Item terkait

Sabtu, 22 November 2014 02:54

BYE BYE PLASTIC BAGS INK TALK STARS GO ON A FOOD STRIKE TO BAN PLASTIC BAGS

Tujuan mereka adalah untuk membuat Gubernur melarang plastik di Bali

 

 

Masih ingatkah kalian dengan dua gadis cilik yang mengkampanyekan Bye Bye Plastic Bags? Mereka adalah Isabel dan Melati Wijsen, ini adalah upaya mereka untuk memaksa pertemuan dengan Gubernur Bali khususnya untuk menyoroti kampanye mereka tentang kantong plastik.

Pada tanggal 24 November, mereka akan mulai mogok makan sebagai pengaruh tambahan agar dapat bertemu dengan Gubernur,.... Pastika, dan menunggu waktu hingga ada hukum yang akan melarang penggunaan kantong plastik di Bali.

Mereka baru saja kembali dari India di mana mereka mendapatkan tepuk tangan sambil berdiri pada Konferensi INK di Mumbai, telah mengumpulkan dukungan yang luas untuk kampanye mereka dalam upaya untuk meningkatkan lebih banyak dukungan untuk Bye Bye Plastic Bags (BBPB) petisi untuk menaikkan sejuta tanda tangan.

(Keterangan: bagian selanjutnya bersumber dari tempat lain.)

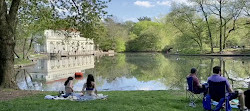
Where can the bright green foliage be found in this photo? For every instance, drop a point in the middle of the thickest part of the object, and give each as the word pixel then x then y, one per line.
pixel 148 36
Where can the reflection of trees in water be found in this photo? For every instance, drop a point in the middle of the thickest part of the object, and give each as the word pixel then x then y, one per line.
pixel 169 70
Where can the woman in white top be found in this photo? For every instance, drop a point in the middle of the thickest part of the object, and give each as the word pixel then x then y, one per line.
pixel 68 86
pixel 89 87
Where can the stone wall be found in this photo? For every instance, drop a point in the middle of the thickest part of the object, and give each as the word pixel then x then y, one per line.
pixel 65 43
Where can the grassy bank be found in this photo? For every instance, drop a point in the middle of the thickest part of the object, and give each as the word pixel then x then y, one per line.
pixel 117 101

"It is now time for Pastika to meet with us," says Isabel. "We and the team have done a lot of hard work to get our campaign noticed and it is only fair that Pastika takes the time, like many prominent people have now done, to talk to us about how we are going to stamp out the problem of plastic bags on Bali," says  Melati.  

"If we have to go on hunger strike to get his attention, then so be it," says Isabel.

BBPB adalah inisiatif sosial yang digerakkan oleh anak-anak, baik lokal maupun internasional, yang tinggal di Bali yang berumur antara 10 dan 15 tahun, memiliki berkomitmen untuk melestarikan keindahan Bali dengan melarang kantong plastik. Ide ini didirikan oleh mahasiswa Green School, Melati dan Isabel Wijsen pada akhir tahun 2013 dan sekarang terdiri dari tim yang berdedikasi 25 anak, dengan lebih banyak anggota lagi yang bergabung dari seluruh dunia setiap hari.

Anggota tim baru saja mengadakan work shop di Jakarta dan lain-lain akan melakukan perjalanan ke Sabah dan Singapura dan kemudian Sydney untuk mengambil bagian dalam konferensi Rotary setelah diumumkan, bahwa Rotary International mendukung tim BBPB untuk mendapatkan lebih banyak tanda tangan untuk petisi online di seluruh dunia dijalankan oleh Avaaz (link).

Sejauh ini BBPB telah mengangkat hampir 65.000 tanda tangan untuk petisi mereka melalui Avaaz, berbicara dengan lebih dari 3.500 siswa di seluruh dunia dalam tiga bahasa yang berbeda dan menjalankan program bebas kantong plastik di sebuah desa percontohan di Bali, dengan persetujuan otoritas lokal, serta sebagai meningkatkan kesadaran umum di pasar, acara dan festival. Minggu ini tim tersebut mendapatkan satu Bali Yak Awards dan menerima nominasi dengan Peran Yayasan Green School menjadi sekolah tinggi panutan untuk 2014.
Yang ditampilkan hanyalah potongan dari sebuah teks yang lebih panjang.